Both Trefeddw Farm and Glaspant also ranked well with the Judges – Dr Iwan Owen said:

“Treveddw Farm have successfully adopted to the type of precise rotational grazing system normally associated primarily with dairy cows, the effective use of deferred grazing and a well thought out over-wintering system for each category of stock as well as the adoption of multi-species swards were highly notable aspects. Finishing cattle on grazed grass, a completely concentrate-free system and the overall resilience of the farming system were also outstanding features at Treveddw as well as Mark’s undoubted passion for his farm and farming system.”

“Glaspant Milk yields average are over 7,400l per cow with 3,620 litres from forage and 14,292l / ha coming from the grazing platform and silage ground. The youngstock also produce a highly respectable 822kg liveweight/ha. Particularly noticeable was the high quality silage made, overall silage clamp management (especially the open clamp which was being fed in summer with very little or no apparent waste), the extremely impressive use being made of slurry and manure, effective use of contractors and their own labour, the care and maintenance of harvesting machinery that was far from new but looked impeccable and the overall appearance of the farm, yard and buildings – a truly outstanding feature.”


Our competition judges this year, for whom we are truly thankful for their support, were:

  • Dr Iwan Owen Aberystwyth University (Technical Judge);
  • Euryn Jones HSBC Regional Agriculture Director – Wales and South West and
  • Sam Carrey, Rhiwlas Dairy Ltd, Rhiwlas, Y Bala – FWGS Grassland Management Competition Winner 2019.

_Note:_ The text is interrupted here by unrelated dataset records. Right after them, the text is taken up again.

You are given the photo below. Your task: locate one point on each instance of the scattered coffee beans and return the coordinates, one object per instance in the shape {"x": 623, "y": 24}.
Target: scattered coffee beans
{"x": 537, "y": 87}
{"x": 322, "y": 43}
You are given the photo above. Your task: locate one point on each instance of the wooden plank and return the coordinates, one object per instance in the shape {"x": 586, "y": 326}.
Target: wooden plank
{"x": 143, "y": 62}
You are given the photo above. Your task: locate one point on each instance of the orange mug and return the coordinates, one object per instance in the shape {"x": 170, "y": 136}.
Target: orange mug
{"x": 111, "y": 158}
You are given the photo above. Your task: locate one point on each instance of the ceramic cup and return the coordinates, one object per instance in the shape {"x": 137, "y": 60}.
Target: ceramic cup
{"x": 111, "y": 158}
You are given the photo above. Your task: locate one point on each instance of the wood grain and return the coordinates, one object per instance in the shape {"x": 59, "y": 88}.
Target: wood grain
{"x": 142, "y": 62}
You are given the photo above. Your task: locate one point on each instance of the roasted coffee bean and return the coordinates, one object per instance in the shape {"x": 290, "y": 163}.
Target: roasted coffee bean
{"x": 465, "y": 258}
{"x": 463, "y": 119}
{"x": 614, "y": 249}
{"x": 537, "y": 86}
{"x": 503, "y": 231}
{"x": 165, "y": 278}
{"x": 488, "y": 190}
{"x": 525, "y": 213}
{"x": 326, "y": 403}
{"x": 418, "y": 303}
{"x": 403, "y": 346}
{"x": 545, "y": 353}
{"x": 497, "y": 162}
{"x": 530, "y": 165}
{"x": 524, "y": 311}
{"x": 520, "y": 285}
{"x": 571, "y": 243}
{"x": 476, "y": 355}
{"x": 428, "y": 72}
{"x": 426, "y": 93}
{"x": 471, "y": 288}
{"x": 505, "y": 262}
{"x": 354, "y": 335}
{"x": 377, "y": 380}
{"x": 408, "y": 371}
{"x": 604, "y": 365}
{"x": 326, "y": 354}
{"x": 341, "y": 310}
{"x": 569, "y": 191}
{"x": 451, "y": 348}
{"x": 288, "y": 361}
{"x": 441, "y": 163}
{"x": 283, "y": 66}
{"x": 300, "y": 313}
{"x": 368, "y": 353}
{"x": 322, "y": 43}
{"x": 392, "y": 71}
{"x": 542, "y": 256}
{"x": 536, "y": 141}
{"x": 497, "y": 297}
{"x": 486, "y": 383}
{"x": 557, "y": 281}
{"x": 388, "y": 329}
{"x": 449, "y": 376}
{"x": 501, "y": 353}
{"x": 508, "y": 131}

Charlie Morgan, FWGS Secretary said:

“After the disappointment of the Covid-enforced cancellation of the 2020 competition, the judging panel were privileged to visit four excellent grassland farmers and we are grateful to the finalists for their hospitality and the excellent tours of their farms.”

Our All-Wales Grassland Management Competition winner, Marc Jones will be presented with The Federation Perpetual Trophy as well as £250; whilst Richard Morris will receive £150 as the runner-up.  Our gratitude is also expressed to our sponsors and all entrants in the final and regional rounds, who together have ensured a worthwhile outcome.   We wish Marc Jones and family all the best as he moves ahead to enter the British Grassland Society’s ‘Grassland Farmer of the Year Competition 2021’.

The Royal Welsh Agricultural Society are delighted that this year’s competition could be adjudicated during the Covid 19 pandemic and would like to take this opportunity to congratulate and thank everyone who participated in the competition, including the judges, the sponsor HSBC and the Federation of Welsh Grassland Societies for their continued commitment and support in running such an outstanding competition.